Ya, dia adalah Devan, dia sangat khawatir saat gadis ini tidak pulang-pulang, hingga akhirnya dia memilih menjemput.

Devan membelai rambut gadis itu dengan lembut. Tangannya yang kiri masih setiap memegang payung yang ia bawa tadi.

"Kita pulang," bisiknya.

Devan membawa Anggia pergi dari sana dengan tangan yang memeluk pinggang gadis itu, nampaknya, Anggia kedinginan.

Devan segera mungkin menyalakan mobilnya, sedangkan Anggia hanya diam, pikirannya dengan sekejap memikirkan hal yang tidak pernah dia inginkan. Benar-benar menyakitkan bagi siapa saja yang merasakan. Kehilangan seseorang yang dicintai dan bahkan harus melupakan orang itu.
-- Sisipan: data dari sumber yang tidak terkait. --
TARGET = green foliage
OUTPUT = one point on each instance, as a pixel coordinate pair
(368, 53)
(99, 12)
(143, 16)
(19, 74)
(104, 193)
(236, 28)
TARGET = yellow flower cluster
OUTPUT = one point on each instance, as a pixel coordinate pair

Love is gone. Menghilangkan rasa yang berhasil membuatnya seperti orang bodoh! Hingga, saat ini yang dia capai adalah tahap. Terbiasa, melupakan dan hilang.

***

Mata Reynaldi tak lepas dari Anggia, gadis itu tengah berpelukan dengan seorang cowok yang baru saja datang lalu mengajaknya pergi. Matanya memanas, bisa-bisanya dia pernah dekat dengan gadis seperti itu!

Dia berbalik, kakinya perlahan demi perlahan melangkah pergi.

"Cowok kayak Kakak, nggak pantes buat dicintai!"

"Dan ternyata keputusan aku buat nggak menyukai Kakak lagi itu adalah keputusan yang terbaik."

"My love will disappear."

Perkataan Anggia terus saja terngiang-ngiang di kepala Reynaldi, suara itu seakan-akan muncul begitu saja, dan hal itu benar-benar menganggu pikirannya.

Reynaldi berdecak pelan. "Don't tell me that your love is gone."

"Bahkan gue nggak pernah berharap buat lo berhenti suka sama gue, tapi sepertinya sudah terlambat, perasaan lo perlahan demi perlahan mungkin akan menghilang," lirihnya.